Monika McCoy has been a driving force in preserving her father’s legacy. She gathered copies of everything written about him, including the police file with Whitman’s autopsy results. She collected hundreds of family photos from the time that Houston McCoy was a child to his high school days in Menard, when he was all-district in football and basketball and was voted “Best All Around Boy.” She arranged reunions with the officers involved in the Tower shooting.
Former Austin police officers who were at the UT Tower shooting remembered McCoy as a man who took his job seriously. He gained their trust.
Jerry Day called McCoy a true Texas hero. “He was an extraordinary man, quiet and a great police officer,” Day said. In the mid-1960s when Day was relatively new on the force, he worked the same shift as McCoy. “If you were on a police call with Houston,” Day said, “you knew he was there for you.”
Friend and former Austin officer Milton Shoquist said that McCoy was a humble man. “All of us who put on a gun and badge every day and go to work, look in the mirror and wonder if we will have what it takes to endure and survive a life or death situation. Houston did not have to ask himself that question after Aug. 1, 1966.
“He has the respect of all whom he worked with. No police officer could ask for anything more,” Shoquist said.

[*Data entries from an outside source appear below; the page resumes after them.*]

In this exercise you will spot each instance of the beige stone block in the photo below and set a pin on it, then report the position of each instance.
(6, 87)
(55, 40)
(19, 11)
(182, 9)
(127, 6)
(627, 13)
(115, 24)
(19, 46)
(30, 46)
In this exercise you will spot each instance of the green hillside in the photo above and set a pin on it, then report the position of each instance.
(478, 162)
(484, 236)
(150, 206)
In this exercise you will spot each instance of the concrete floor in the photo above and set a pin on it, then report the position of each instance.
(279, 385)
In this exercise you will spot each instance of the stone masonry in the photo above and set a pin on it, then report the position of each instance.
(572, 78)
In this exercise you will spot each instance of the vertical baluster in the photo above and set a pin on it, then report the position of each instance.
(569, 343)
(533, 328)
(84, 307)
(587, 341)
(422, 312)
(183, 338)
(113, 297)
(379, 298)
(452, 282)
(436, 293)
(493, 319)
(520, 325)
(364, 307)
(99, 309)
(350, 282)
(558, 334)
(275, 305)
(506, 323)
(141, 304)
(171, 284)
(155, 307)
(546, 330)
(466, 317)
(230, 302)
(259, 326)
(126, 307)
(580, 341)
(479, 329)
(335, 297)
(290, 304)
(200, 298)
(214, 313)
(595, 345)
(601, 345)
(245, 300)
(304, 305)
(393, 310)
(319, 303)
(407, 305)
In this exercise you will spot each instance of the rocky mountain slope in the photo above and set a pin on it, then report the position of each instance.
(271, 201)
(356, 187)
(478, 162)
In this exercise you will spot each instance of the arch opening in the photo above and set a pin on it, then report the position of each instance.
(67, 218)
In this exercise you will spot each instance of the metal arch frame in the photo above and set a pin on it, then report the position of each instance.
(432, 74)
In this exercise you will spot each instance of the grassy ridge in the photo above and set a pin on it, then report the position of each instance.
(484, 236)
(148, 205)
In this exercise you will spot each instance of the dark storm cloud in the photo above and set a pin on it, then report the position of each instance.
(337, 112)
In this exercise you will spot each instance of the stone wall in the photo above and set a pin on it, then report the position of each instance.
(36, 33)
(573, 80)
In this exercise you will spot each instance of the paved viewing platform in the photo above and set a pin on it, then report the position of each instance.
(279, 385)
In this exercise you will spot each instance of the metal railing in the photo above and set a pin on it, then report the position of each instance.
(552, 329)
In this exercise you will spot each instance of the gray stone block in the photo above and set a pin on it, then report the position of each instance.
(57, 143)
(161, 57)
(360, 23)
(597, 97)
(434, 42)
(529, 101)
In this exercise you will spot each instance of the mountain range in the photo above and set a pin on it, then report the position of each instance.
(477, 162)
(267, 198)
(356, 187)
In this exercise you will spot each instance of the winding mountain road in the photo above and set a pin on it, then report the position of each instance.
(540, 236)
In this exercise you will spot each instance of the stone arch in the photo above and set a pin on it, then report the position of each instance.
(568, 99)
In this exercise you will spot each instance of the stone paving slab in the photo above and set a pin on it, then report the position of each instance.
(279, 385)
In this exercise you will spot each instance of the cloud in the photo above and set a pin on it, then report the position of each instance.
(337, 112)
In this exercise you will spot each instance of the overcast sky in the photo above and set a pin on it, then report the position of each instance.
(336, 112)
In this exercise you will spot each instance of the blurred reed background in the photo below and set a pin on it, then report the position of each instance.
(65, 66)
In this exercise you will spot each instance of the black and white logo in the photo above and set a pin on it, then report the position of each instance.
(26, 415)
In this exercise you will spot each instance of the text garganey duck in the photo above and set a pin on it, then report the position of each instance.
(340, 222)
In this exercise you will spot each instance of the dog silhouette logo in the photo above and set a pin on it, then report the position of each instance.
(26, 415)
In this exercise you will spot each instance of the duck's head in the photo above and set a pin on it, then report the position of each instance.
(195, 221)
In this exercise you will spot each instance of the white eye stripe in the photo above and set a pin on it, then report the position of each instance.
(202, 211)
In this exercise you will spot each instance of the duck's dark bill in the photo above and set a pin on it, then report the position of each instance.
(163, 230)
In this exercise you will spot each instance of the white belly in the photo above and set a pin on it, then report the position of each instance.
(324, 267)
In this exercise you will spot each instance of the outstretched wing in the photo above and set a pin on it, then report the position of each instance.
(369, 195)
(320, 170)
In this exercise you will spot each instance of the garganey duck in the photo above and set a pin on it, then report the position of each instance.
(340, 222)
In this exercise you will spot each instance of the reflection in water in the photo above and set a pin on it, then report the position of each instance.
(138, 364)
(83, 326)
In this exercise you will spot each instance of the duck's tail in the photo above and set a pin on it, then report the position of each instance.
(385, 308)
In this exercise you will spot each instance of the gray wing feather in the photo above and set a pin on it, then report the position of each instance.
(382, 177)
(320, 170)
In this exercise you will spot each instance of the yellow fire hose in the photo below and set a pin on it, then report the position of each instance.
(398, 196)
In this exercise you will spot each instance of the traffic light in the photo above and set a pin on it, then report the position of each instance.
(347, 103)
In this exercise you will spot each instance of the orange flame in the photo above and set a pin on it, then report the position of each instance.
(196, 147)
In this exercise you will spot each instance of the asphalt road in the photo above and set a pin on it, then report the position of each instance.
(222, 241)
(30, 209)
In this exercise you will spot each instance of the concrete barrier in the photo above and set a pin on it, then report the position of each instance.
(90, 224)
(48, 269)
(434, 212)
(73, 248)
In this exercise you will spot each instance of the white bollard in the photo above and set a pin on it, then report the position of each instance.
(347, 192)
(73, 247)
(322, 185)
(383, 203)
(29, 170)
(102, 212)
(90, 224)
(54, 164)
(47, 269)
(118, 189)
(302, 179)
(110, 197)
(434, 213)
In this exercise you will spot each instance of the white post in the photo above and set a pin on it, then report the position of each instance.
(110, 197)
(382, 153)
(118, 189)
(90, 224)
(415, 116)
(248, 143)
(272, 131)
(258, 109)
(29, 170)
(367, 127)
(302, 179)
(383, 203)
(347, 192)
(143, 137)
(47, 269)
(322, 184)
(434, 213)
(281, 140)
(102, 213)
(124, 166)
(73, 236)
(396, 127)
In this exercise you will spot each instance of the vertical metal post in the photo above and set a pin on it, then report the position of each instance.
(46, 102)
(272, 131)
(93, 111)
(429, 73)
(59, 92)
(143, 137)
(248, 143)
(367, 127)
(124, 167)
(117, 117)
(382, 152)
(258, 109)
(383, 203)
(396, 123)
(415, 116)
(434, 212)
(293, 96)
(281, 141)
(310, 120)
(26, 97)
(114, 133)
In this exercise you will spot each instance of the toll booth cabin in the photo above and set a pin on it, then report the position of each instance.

Harold Moe, who also responded to the Tower shooting, called McCoy a great friend: “He was the kind of person that would do anything for a friend, just a really good man.”
McCoy fell on tough times after he left the Austin Police Department. He was diagnosed with post-traumatic stress syndrome and battled alcoholism.
Shoquist said he was aware of McCoy’s troubles: “Like most of us, Houston battled some demons during his life, but I believe, in the end, he won the war.
“It is hard to separate the man from the police officer due to the notoriety surrounding the 1966 tragedy,” Shoquist said. “Houston was a modest, unpretentious man. ... His word was his bond and a handshake was as good as a written contract. He was loved by his wife, children, grandchildren and his friends for who he was, not for what happened on the UT Tower that day.”
McCoy was asked in an earlier interview how he wished to be remembered. He answered, “That he’s just a good old boy.”
Austin police officer Houston McCoy (third from left) meets with reporters a day after braving sniper fire by Charles Whitman, who killed 14 and wounded 32 others. With him (from left) are University Co-op employee Allen Crum and Austin police officers Ramiro Martinez and Jerry Day.